On Tuesday, China's Caijing reported that Wu - whose net worth was recently estimated at over $1 billion - was taken away by Chinese authorities, citing unidentified people. The report said that officials from the China Insurance Regulatory Commission met with a small group of Anbang staff on June 10 and didn’t provide specific reasons for Wu being taken. Curiously the report, which did not explain if Wu was assisting with a government investigation or was himself the target of a price, was later deleted from the magazine’s website.
A person familiar with the matter told the South China Morning Post that Wu had been “assisting relevant investigations” and previously had always returned to his office or home after a few hours of questioning. Wu hasn’t returned since he was taken away at the end of last week, the person said.
Last week, the FT reported that Wu was barred by Chinese authorities from leaving the country, however Anbang denied the report.
Xiaohui led Anbang’s rapid rise and abrupt emergence in the international business arena, where the company became known for its ambitious takeover bids. In October of 2014, Anbabg bought the Waldorf Astoria in New York for $1.95 billion, a record for a single American hotel, and later closed the property while it converts most of the rooms to luxury condominiums. In early 2016, Anbang agreed to buy Strategic Hotels & Resorts, owner of 16 high-end hotels in the U.S., from Blackstone for about $6.5 billion. One hotel next to a major naval base later dropped out of the purchase amid national security concerns. About the same time as Anbang agreed to the Strategic purchase, it made a surprise $14 billion offer for Starwood Hotels & Resorts Worldwide, starting a bidding war with Marriott International Inc. A few weeks later, Anbang unexpectedly walked away from the bid, having forced Marriott to increase its offer by about $1 billion. Anbang also had an agreement to buy Fidelity & Guaranty Life, however the deal was canceled in April after the Chinese company failed to meet transaction deadlines.
Most notably, Anbang had been in talks to invest in the proposed redevelopment of 666 Fifth Ave. in New York, the marquee building of Kushner Cos., the family company of President Donald Trump’s son-in-law Jared Kushner. Talks broke off in March.
However, once Beijing cooled on offshore M&A amid a crackdown on shady financial dealings encouraging capital flight, the company quickly became a target for dometic anger, suffering the wrath of local regulators over his company’s risky reliance on life insurance policies to raise funds, as well as an opaque corporate structure, profiled extenisvely by the NYT.
In a statement posted on its website, Anbang announced that other senior managers have been authorized to carry out Wu’s responsibilities and operations are normal.
As Bloomberg notes, the news adds to the intrigue surrounding one of the country’s most aggressive overseas dealmakers, which only came into being in 2004. Since it embarked on a global takeover spree three years ago, Anbang has drawn attention for making preemptive offers and disrupting transactions already in place. Wu has personally negotiated deals without using traditional investment banks.
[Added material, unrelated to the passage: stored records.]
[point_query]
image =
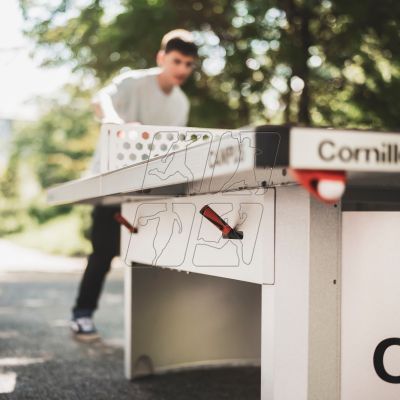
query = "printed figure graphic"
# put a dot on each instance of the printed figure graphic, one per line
(213, 250)
(235, 153)
(165, 223)
(172, 164)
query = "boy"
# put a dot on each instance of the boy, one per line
(151, 97)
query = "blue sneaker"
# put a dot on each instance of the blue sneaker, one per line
(83, 329)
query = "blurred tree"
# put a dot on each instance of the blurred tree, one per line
(60, 144)
(318, 62)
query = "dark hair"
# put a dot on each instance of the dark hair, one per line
(179, 40)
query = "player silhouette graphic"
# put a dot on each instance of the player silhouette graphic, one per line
(173, 165)
(165, 223)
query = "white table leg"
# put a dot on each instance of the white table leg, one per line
(301, 310)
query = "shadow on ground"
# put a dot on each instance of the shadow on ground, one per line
(40, 360)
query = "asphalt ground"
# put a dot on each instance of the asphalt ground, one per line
(40, 360)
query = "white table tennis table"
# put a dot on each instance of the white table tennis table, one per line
(197, 294)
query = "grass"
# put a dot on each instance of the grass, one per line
(61, 235)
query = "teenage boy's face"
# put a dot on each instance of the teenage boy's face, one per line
(176, 66)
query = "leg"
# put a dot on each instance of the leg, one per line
(301, 311)
(105, 242)
(175, 320)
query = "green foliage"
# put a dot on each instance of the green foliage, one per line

Wu, who is married to the granddaughter of Chinese revolutionary and statesman, Deng Xiaoping, doesn’t speak English and often travels with translators. The vast majority of Anbang is collectively owned by relatives of Wu or his wife, Zhuo Ran, the New York Times has reported, although its corporate structure is so opaque it is difficult to trace ownership.
As the FT reported earlier, Xiaohui's detention is the highest-profile development in a sweep of China’s financial industry by corruption investigators that began in earnest in January, when a well-known financier was escorted from a luxury hotel in Hong Kong by Chinese police and taken across the border. Xiao Jianhua has not been heard from since, and there has been no official confirmation that he is under arrest.